Consequentially, there are typically two physical methods that may be used for reducing viscosity to assist in the transportation of heavy hydrocarbons. The first is the application of heat to the hydrocarbons, which reduces their viscosity to such an extent that the mixture can flow through pipelines. As the oil flows in the pipelines, the oil loses heat, and thus, it needs to be constantly warmed. This method is unpractical and very expensive if the heavy hydrocarbon mixture is to travel long distances. The second physical method is dilution, which is the preferred physical method for transporting heavy hydrocarbons over long distances. The disadvantages of dilution are, first, that remoteness makes the construction of pipelines for sending or returning the diluents to the heavy hydrocarbon production zone considerably expensive. The second disadvantage is that the availability of diluents, typically light hydrocarbons, is steadily decreasing since these diluents are fuels by themselves and the reserves of light hydrocarbons are generally being reduced worldwide.
Chemical processing has become more an attractive alternative for making heavy hydrocarbons transportable, and in some cases chemical processing is the only viable alternative to carry heavy hydrocarbon mixtures to refineries and market places. Most chemical processes for making heavy hydrocarbon mixtures transportable are thermal cracking systems. Either moderate cracking such as visbreaking or more severe processes such as coking systems have being proposed. These processes are generally applied to the heaviest hydrocarbons in the heavy hydrocarbon mixture, namely the fraction called the vacuum residue. Both processes reduce the stability of the hydrocarbon mixture due to the increase of the heaviest hydrocarbons called asphaltenes during processing and their tendency to precipitate.

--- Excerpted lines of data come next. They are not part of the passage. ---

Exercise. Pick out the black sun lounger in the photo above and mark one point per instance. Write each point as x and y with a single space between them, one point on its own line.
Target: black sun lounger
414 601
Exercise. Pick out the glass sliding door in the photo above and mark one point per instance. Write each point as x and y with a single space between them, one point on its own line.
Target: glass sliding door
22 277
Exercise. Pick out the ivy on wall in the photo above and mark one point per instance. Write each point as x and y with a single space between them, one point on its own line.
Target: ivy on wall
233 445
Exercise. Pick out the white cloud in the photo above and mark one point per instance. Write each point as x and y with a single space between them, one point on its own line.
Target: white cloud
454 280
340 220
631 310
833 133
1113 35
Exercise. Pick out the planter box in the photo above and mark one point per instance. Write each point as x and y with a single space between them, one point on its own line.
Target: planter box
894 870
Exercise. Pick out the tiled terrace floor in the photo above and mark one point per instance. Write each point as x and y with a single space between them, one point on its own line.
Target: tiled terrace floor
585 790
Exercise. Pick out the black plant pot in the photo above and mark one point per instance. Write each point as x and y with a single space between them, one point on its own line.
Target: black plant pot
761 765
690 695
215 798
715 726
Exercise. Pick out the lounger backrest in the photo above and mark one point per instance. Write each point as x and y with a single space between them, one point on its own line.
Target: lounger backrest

For example, visbreaking is a moderate thermal cracking setup that works at low pressure (−60-120 psi) and relatively moderate temperature (430-480° C.) and reduces the viscosity of heavy hydrocarbon mixtures. The extent or severity of visbreaking is limited by the stability of the asphaltenes.
Other thermal processes generally pose disposal problems due to the relative severity of processing which results in the production of solid hydrocarbons as a byproduct. These thermal processes are generally called coking processes. The fact that these processes produce coke out of about 20-30% weight of the oil produced in the fields limits their applicability due to increased costs and most noticeably, to the environmental impact such quantities of a solid by-product rich in metals and sulfur would cause in remote areas where many of the heavy hydrocarbon reservoirs are located.
Other known chemical processes use catalysts and are also applied to the residual hydrocarbons. For example hydro-processing requires using hydrogen and typically high pressures. Steam catalytic processing of the heaviest hydrocarbons, as described in U.S. Pat. Nos. 5,688,395, 5,688,741, 5,885,441 and Canadian Patent No.'s 2204836 and 2233699, that improve the performance of thermal cracking or visbreaking may make the processed heavy hydrocarbon mixture transportable in terms of viscosity. Nevertheless, steam cracking processes are still limited by the stability of cracked asphaltenes which make the processed heavy hydrocarbon mixtures unstable, jeopardizing the mixtures compatibility with other hydrocarbon streams if sent through pipelines. Similarly to visbreaking, the transportable heavy hydrocarbon mixture from steam cracking of residual hydrocarbons yields poor quality light fractions in refineries and can cause significant fouling in pipelines and vessels during refining, precisely because the heaviest molecules remaining have already been processed.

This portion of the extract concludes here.